When:
Monday, August 8, 2022
11:00 AM - 12:00 PM CT
Where: Online
Audience: Faculty/Staff - Student - Post Docs/Docs - Graduate Students
Contact:
Stephen Pedersen
(847) 491-3761
Group: Center for Engineering and Health
Category: Academic
Please contact mcccenters@northwestern.edu for the event password
Patients with multiple chronic conditions, also known as multi-morbidity in the clinical literature, have a disproportionate impact on the U.S. healthcare system. According to a 2017 report by RAND, 19% of Americans (around 60 million individuals) had four or more chronic conditions, and they account for more than 50% of total healthcare expenditure. A baseline predictive model for the probabilities of co-occurring conditions is essential for quantifying epidemiological associations between condition groups, resource planning for targeted interventions, and driving decision support for personalized medicine.

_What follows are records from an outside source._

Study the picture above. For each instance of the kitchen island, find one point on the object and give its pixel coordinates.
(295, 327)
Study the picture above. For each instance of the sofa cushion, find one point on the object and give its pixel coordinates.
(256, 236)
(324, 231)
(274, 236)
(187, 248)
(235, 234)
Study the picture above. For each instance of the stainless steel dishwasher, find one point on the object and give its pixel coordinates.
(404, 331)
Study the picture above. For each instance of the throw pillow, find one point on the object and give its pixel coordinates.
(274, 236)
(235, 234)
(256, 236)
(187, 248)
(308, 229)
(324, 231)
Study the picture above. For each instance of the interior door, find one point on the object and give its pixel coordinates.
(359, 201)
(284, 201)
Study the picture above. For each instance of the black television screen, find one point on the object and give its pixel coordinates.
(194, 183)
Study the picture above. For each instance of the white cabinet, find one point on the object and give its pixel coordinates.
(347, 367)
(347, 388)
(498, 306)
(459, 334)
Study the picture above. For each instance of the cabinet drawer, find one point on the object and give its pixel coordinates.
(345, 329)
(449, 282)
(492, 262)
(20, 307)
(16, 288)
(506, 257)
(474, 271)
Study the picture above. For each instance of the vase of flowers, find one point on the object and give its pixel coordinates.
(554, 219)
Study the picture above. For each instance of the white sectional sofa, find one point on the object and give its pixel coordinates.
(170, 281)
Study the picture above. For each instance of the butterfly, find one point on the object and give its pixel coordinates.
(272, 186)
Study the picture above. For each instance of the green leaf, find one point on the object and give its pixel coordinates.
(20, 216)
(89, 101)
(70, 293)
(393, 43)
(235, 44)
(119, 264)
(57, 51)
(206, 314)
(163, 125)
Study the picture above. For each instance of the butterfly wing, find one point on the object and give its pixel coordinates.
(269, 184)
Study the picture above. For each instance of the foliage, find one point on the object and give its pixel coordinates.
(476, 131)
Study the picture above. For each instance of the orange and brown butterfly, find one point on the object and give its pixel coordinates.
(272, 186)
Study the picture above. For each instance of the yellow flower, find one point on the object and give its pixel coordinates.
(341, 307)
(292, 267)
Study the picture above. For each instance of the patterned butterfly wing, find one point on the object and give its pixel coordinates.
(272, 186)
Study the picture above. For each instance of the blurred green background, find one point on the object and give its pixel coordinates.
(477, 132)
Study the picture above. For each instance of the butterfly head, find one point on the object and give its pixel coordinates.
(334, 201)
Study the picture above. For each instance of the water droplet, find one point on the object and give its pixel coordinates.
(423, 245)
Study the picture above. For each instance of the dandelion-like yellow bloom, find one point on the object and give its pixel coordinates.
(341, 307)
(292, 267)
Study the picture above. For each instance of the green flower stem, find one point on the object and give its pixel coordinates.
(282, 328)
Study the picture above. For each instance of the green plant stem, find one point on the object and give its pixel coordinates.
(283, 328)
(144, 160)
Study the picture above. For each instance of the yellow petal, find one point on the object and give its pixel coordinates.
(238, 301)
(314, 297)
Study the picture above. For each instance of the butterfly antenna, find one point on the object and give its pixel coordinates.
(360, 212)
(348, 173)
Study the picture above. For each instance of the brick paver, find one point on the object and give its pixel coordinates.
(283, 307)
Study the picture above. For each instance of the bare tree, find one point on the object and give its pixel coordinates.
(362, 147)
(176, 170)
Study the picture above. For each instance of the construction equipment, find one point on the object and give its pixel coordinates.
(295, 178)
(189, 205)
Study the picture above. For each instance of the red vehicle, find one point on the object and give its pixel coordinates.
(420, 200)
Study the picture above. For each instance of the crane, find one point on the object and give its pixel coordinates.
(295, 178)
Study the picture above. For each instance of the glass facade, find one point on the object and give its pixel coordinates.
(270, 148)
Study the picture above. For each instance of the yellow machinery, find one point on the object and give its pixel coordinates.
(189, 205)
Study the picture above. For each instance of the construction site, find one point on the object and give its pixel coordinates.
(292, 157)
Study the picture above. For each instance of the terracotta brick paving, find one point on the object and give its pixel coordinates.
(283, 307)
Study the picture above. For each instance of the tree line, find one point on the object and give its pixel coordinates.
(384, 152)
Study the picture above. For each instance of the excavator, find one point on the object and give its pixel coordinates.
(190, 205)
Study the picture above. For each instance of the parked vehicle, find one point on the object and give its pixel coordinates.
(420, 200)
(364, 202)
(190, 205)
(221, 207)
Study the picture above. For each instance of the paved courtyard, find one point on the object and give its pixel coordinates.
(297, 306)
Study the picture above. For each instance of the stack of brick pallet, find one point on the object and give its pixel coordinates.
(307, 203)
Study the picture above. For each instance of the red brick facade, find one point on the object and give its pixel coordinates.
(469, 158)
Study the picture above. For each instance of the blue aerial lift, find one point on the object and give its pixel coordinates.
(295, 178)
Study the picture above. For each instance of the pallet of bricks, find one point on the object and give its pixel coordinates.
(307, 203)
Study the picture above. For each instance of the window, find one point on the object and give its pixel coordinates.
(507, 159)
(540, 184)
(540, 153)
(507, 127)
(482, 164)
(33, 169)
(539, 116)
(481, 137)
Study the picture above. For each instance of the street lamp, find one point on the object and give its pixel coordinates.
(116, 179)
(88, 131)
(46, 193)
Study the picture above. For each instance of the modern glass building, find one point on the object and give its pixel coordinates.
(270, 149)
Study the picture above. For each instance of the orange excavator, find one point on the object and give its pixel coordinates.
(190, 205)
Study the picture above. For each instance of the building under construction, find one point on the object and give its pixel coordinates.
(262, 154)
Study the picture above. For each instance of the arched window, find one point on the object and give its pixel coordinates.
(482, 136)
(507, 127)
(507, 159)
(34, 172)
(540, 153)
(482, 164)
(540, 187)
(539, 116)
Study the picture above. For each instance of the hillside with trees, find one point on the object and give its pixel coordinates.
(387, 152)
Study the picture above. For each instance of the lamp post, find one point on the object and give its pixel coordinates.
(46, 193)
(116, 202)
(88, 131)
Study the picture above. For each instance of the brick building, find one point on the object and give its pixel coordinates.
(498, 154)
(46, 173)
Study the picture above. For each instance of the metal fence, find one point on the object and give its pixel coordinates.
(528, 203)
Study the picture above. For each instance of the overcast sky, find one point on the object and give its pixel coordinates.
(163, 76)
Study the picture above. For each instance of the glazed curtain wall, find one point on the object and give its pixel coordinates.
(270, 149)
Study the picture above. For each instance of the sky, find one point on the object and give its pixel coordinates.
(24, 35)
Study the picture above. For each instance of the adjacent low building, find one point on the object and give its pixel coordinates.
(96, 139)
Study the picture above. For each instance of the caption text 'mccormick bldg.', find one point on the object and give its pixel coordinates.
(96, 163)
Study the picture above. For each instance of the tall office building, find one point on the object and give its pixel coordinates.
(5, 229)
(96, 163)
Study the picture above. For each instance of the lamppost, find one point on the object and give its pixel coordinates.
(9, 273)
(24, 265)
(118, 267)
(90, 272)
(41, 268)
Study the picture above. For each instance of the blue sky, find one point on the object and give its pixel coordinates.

However, MCC patients exhibit significant heterogeneity in chronic condition combinations, and the number of individuals in a disease dataset is usually small compared to the number of possible disease combinations. Therefore, simple maximum-likelihood estimates of disease co-occurrence will erroneously assign zero probabilities to disease combinations that are missing from the dataset but are likely to occur in the larger population. In this work, we combine maximum-entropy optimization, data mining, and machine learning techniques to create an algorithm, called MaxEnt-MCC, for estimating the prevalence of chronic diseases in a population in the face of sparse data. In a case study using Medical Expenditure Panel Survey (MEPS) data, we show how MaxEnt-MCC can be used to predict previously unobserved but likely disease combinations, quantify associations between groups of chronic conditions, and estimate healthcare costs in a principled manner.